Optimized conductor selection and phase balancing in unbalanced distribution networks: Economic optimization via the vortex search algorithm

Abstract

The inherent characteristics of unbalanced three-phase distribution networks can have negative technical and financial effects. In this vein, optimal conductor size selection and phase balancing are among the most common strategies for improving these indicators, which involves dealing with complex optimization problems. This article presents a mixed-integer nonlinear programming model to address conductor selection and phase balancing in distribution systems. Given the complexity of the model, a leader–follower methodology based on the vortex search algorithm (VSA) is employed to determine the conductor caliber and load phase configuration, in conjunction with the three-phase successive approximations power flow method to compute the objective function.

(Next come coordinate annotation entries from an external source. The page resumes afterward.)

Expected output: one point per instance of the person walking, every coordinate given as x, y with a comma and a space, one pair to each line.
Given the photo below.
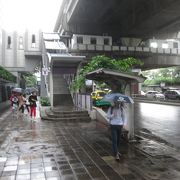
14, 102
33, 105
116, 116
21, 101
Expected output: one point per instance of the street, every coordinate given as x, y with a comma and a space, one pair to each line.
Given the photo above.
161, 120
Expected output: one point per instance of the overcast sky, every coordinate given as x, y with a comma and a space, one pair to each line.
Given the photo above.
31, 14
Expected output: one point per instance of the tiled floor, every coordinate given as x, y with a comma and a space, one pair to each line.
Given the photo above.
44, 150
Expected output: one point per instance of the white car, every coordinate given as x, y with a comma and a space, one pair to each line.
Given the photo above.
155, 95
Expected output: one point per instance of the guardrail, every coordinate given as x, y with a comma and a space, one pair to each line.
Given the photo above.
93, 47
157, 101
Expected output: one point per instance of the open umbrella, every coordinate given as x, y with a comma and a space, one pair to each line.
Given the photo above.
117, 97
18, 90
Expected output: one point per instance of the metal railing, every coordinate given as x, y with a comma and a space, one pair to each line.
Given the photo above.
83, 101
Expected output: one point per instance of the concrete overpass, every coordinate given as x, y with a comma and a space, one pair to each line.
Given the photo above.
120, 18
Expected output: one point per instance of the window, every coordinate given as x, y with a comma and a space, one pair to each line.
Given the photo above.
79, 40
20, 42
175, 45
106, 41
93, 40
33, 42
9, 42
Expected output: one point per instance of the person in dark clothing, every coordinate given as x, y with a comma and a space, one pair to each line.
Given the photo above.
33, 105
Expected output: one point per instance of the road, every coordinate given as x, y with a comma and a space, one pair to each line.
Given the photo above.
162, 120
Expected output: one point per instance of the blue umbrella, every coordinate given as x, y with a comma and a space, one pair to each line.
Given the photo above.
18, 90
117, 97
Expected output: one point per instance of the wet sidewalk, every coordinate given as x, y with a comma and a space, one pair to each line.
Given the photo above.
45, 150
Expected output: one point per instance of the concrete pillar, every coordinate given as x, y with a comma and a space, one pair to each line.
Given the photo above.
51, 87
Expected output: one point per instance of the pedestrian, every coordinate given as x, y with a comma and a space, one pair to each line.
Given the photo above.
116, 116
33, 105
21, 101
26, 105
14, 101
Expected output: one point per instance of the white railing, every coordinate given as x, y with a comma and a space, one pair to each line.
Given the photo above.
83, 101
92, 47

This methodology is compared against the hurricane optimization algorithm, the sine cosine algorithm, and the salp swarm optimization algorithm. Simulation results demonstrate that the proposed methodology provides the best solution for unbalanced distribution systems comprising eight and 25 nodes. The VSA yielded the best response, with values of 125,348.4870 USD and 94,475.1477 USD in the two test feeders, respectively, as well as the lowest standard deviation (0.1948% and 0.2147%) while requiring reasonable computational times, within the average for the 8-node system and the best time for the 25-node system. The VSA demonstrated superior performance in terms of cost minimization and solution consistency with a reasonable computational effort, which makes it a valuable tool for optimizing unbalanced distribution systems and enhancing their overall efficiency.